İşin aslı, hepimiz birer markayız aslında. Nedir peki marka olmak;

Bir konuda iyi-kötü uç noktalarda olup bunu en çarpıcı şekilde vurgulamaktır. Dikkat çekmek, akılda kalabilmektir. Başkalarından değişik davranabilmek, belki ilk önce başkalarını şaşkına çevirmek ama sonrasında onların takdirlerini duyup seni taklit ettiklerini görmektir.

Sadece ünlü bir yıldız, popüler bir politikacı ya da büyük bir sanatçı olmaya gerek yoktur marka olabilmek için. Kişisel değerleri olan, başkalarından farklı düşünen, kendisi gibi olabilen herkes markadır aslında.

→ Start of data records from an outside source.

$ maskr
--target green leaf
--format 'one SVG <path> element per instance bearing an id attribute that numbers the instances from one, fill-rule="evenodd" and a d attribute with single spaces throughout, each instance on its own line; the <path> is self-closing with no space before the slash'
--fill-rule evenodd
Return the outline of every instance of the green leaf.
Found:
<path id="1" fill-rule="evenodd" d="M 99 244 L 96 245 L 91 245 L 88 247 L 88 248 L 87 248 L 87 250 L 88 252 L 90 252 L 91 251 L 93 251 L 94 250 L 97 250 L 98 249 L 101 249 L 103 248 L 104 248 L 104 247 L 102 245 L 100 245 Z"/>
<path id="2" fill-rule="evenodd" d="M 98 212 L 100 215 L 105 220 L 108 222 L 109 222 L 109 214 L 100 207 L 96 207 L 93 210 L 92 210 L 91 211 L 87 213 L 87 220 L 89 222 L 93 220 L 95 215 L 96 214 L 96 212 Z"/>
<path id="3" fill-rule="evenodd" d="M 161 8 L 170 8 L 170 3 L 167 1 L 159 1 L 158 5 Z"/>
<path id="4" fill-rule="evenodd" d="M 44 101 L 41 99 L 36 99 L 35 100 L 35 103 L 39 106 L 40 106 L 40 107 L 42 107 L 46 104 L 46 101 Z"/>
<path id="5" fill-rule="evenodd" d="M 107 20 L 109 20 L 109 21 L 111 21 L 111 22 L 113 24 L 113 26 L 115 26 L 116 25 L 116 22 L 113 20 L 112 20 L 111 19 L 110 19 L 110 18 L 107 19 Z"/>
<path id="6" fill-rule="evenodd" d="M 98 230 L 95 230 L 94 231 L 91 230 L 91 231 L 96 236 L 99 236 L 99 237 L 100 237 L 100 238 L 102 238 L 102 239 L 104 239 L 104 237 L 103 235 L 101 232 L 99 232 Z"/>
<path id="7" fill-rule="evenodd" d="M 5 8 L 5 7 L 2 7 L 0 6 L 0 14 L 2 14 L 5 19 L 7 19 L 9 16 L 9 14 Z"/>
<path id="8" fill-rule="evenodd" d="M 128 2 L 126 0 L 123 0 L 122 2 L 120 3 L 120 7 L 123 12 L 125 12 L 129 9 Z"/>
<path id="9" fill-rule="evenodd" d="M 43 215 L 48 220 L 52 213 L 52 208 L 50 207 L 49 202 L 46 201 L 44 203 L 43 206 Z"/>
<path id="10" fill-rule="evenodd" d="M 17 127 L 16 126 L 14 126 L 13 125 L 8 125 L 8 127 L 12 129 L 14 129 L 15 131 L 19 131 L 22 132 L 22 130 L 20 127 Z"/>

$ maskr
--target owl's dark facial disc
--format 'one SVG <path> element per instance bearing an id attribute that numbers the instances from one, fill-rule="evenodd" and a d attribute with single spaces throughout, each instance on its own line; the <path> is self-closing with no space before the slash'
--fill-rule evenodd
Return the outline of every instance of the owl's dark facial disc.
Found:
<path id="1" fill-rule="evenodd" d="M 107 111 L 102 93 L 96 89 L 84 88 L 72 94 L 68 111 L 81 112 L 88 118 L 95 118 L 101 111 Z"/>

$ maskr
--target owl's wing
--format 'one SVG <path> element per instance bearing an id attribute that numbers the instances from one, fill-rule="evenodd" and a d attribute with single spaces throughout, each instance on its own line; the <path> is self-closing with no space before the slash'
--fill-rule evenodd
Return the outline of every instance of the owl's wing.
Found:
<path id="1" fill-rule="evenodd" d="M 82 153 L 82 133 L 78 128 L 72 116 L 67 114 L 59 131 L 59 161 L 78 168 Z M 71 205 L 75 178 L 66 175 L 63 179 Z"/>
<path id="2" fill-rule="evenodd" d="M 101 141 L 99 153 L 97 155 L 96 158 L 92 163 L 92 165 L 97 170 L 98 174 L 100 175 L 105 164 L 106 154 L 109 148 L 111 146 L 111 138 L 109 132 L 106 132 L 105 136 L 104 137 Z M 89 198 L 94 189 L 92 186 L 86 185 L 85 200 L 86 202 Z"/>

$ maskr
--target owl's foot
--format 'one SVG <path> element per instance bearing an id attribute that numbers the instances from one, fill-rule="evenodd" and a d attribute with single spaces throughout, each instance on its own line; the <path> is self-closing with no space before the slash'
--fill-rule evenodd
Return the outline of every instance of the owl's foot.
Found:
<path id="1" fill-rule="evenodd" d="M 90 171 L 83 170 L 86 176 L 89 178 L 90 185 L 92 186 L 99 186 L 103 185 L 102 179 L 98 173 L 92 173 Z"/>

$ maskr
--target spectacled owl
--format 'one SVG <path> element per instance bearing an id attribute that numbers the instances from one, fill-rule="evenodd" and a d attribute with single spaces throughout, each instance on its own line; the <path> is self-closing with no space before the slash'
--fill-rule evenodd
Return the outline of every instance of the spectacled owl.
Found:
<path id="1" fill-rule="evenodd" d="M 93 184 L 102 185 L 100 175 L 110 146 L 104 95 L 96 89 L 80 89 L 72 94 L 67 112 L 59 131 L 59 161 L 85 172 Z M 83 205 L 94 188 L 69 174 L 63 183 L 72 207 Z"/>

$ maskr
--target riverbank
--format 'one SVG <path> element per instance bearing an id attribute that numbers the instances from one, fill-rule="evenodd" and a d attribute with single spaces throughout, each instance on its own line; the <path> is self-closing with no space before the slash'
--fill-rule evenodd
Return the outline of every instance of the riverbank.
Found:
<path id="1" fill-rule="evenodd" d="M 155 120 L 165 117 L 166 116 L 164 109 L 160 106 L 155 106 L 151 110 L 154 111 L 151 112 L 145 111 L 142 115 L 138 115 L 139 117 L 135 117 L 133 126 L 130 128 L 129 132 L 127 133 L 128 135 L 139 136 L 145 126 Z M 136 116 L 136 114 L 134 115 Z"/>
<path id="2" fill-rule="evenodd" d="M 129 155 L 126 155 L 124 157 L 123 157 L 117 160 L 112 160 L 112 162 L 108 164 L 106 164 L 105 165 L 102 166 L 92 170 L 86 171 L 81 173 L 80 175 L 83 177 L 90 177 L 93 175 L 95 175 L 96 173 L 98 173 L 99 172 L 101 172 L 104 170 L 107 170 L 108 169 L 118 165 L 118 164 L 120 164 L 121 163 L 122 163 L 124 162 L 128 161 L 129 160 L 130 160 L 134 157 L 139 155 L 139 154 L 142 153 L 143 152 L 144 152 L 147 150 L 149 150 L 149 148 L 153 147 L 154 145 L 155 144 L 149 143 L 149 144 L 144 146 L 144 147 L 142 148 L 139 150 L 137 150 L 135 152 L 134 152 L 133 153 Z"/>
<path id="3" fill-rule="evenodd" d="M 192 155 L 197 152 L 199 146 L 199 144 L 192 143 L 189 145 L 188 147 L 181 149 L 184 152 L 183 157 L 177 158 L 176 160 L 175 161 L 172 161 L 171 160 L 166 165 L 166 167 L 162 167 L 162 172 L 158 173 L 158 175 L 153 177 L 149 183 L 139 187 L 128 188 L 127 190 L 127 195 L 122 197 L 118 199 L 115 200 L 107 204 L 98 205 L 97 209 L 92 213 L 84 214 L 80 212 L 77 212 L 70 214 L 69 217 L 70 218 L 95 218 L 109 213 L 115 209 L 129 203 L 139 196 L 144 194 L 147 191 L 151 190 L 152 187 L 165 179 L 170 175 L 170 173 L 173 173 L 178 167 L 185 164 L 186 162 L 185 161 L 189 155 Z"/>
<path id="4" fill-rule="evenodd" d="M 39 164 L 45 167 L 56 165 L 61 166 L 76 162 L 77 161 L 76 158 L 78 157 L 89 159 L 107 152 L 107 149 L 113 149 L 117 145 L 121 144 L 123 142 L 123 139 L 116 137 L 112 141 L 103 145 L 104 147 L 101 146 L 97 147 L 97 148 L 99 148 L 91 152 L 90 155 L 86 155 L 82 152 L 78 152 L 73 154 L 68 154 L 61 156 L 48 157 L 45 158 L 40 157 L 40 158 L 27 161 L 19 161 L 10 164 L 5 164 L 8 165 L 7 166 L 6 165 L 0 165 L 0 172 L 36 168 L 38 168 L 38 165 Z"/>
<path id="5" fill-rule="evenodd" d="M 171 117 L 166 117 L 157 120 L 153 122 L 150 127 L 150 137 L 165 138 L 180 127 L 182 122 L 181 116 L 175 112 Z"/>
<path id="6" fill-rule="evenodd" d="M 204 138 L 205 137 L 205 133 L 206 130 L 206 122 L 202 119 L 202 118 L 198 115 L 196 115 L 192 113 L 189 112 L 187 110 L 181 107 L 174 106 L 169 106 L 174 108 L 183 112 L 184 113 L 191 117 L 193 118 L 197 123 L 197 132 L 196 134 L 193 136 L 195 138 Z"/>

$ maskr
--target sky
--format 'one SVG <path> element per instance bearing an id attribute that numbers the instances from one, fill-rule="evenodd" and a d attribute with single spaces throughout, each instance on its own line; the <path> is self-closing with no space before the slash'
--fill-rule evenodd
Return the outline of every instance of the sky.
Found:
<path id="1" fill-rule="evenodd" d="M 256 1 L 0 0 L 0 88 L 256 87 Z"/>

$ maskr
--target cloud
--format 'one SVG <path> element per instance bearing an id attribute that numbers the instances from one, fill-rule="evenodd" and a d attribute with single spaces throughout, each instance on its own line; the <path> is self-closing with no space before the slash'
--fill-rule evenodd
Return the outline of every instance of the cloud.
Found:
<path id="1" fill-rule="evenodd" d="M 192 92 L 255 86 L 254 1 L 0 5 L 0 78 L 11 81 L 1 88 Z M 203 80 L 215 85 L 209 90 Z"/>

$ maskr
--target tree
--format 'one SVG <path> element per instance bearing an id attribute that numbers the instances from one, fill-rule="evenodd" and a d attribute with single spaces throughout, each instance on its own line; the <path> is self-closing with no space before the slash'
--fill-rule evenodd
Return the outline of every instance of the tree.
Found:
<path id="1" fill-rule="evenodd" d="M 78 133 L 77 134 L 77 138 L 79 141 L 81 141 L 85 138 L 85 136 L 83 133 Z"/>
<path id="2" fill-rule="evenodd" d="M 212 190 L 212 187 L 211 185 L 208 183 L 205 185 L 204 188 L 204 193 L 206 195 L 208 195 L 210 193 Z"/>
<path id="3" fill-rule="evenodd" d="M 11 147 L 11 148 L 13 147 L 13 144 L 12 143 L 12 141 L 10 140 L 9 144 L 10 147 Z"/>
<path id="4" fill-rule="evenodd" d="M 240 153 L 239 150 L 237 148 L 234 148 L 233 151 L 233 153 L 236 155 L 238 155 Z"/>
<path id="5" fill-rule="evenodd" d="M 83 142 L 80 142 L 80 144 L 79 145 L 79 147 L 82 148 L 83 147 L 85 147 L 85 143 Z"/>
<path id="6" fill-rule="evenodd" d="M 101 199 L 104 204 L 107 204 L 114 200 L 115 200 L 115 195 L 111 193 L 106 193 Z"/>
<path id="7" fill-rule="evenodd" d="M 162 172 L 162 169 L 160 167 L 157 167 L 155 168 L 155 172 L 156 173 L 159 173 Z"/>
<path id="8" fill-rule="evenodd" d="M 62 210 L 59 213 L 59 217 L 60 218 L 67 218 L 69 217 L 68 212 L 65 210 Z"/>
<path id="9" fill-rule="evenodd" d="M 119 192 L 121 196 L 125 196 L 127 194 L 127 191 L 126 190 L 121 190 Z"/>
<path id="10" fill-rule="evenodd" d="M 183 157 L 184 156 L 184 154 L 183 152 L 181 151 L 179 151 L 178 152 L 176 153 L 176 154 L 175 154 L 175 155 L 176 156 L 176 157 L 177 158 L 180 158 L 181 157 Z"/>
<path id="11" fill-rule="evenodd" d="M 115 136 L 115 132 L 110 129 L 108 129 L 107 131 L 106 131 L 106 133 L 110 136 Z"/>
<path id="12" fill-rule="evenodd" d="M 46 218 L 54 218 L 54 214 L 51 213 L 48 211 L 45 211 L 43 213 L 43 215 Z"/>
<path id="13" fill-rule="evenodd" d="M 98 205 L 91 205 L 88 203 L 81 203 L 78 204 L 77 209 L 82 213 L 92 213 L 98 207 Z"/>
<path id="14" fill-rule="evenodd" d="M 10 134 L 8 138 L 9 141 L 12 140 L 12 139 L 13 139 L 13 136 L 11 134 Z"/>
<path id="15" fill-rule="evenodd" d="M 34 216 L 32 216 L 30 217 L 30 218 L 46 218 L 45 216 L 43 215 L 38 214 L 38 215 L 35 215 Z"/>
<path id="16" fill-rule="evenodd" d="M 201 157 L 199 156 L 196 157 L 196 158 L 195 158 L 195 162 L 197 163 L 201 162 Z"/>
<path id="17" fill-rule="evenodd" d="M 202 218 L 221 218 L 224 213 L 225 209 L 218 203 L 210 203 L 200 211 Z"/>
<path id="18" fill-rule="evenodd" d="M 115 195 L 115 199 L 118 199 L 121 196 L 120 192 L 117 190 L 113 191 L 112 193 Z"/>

Başkalarının değil düşünmek, düşünmeye dahi cesaret edemediği şekilde davranmak, bu davranışın da doğal olduğuna inanmak, inandırmaktır.

Tabi çok sık gözlemlediğim şekilde marka olmak, pazarlama ile halkla ilişkiler ile karıştırılıyor çoğu kez. Aradaki farkı anlatabilmek için verilen en güzel örnek şudur;

Bir partide şahane bir kız gördünüz diyelim. Yanına gidip; "Ben harika bir sevgiliyim" derseniz bu; “Doğrudan pazarlamadır”.

Arkadaş grubunuzla partide eğlenirken arkadaşlarınızdan biri, kızın birine sizi göstererek; "Şu çocuk var ya, harika bir sevgilidir" der ise bu; “Reklamdır”.

Yine partidesiniz ve bu sefer siz güzel bir kız gördünüz. Yanına gidip telefon numarasını aldınız. Ertesi gün kızı arayıp dediniz ki; "Merhaba, ben harika bir sevgiliyimdir." Bu; “Telemarketingdir”.

Partideki o güzel kızı görünce hemen kravatınızı düzeltip ona bir içki alırsanız, kapısını açıp çantası düşerse hemen yakalar, kendisine verirseniz ve derseniz ki; “Ha bu arada, ben harika bir sevgiliyimdir". Bu; “Halkla ilişkilerdir”.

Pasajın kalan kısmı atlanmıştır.